AgriKD: Cross-Architecture Knowledge Distillation for Efficient Leaf Disease Classification

Published 2 May 2026 in cs.CV and cs.AI | (2605.01355v2)

Abstract: Automated leaf disease classification is critical for early disease detection in resource-constrained field environments. Vision Transformers (ViTs) provide strong representation capability by modeling long-range dependencies and inter-class relationships; however, their high computational cost makes them impractical for deployment on edge devices. As a result, existing approaches struggle to effectively transfer these rich representations to lightweight models. This paper introduces AgriKD, a cross-architecture knowledge distillation framework for efficient edge deployment, which transfers knowledge from a Vision Transformer (ViT) teacher to a compact convolutional student model.
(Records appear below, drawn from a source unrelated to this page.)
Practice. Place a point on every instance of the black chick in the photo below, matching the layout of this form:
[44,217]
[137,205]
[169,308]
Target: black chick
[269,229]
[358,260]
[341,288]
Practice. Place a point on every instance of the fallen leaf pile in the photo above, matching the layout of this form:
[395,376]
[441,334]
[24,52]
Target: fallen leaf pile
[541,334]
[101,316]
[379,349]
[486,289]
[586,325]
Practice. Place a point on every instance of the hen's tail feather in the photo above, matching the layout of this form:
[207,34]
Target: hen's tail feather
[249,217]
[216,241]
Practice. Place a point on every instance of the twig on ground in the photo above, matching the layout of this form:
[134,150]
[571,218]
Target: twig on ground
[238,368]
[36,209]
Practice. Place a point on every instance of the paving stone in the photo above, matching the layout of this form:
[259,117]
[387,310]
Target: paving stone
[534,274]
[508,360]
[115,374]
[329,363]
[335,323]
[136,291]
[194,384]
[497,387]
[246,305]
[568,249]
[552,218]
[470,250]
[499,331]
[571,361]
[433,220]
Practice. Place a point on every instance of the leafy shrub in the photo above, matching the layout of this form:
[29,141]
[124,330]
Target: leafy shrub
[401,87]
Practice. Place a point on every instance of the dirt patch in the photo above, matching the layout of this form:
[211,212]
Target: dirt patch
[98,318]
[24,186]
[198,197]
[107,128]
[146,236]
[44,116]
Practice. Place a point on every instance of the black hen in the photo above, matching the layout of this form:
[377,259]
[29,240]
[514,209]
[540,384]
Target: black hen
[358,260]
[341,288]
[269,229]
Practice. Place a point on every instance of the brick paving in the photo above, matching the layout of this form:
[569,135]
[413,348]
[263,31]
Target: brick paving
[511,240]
To bridge the representational gap between Transformer and CNN architectures, the proposed approach integrates multiple distillation objectives at the output, feature, and relational levels, where each objective captures a different aspect of the teacher knowledge. This enables the student model to better preserve and utilize transformer-derived global representations. Experiments on multiple leaf disease datasets show that the distilled student achieves performance comparable to the teacher while significantly improving efficiency, reducing model parameters by approximately 172 times, computational cost by 47.57 times, and inference latency by 18-22 times. Furthermore, the optimized model is deployed across multiple runtime formats, including ONNX, TFLite Float16, and TensorRT FP16, achieving consistent predictive performance with negligible accuracy degradation. Real-world deployment on NVIDIA Jetson edge devices and a mobile application demonstrates reliable real-time inference, highlighting the practicality of AgriKD for AI-powered agricultural applications in resource-constrained environments.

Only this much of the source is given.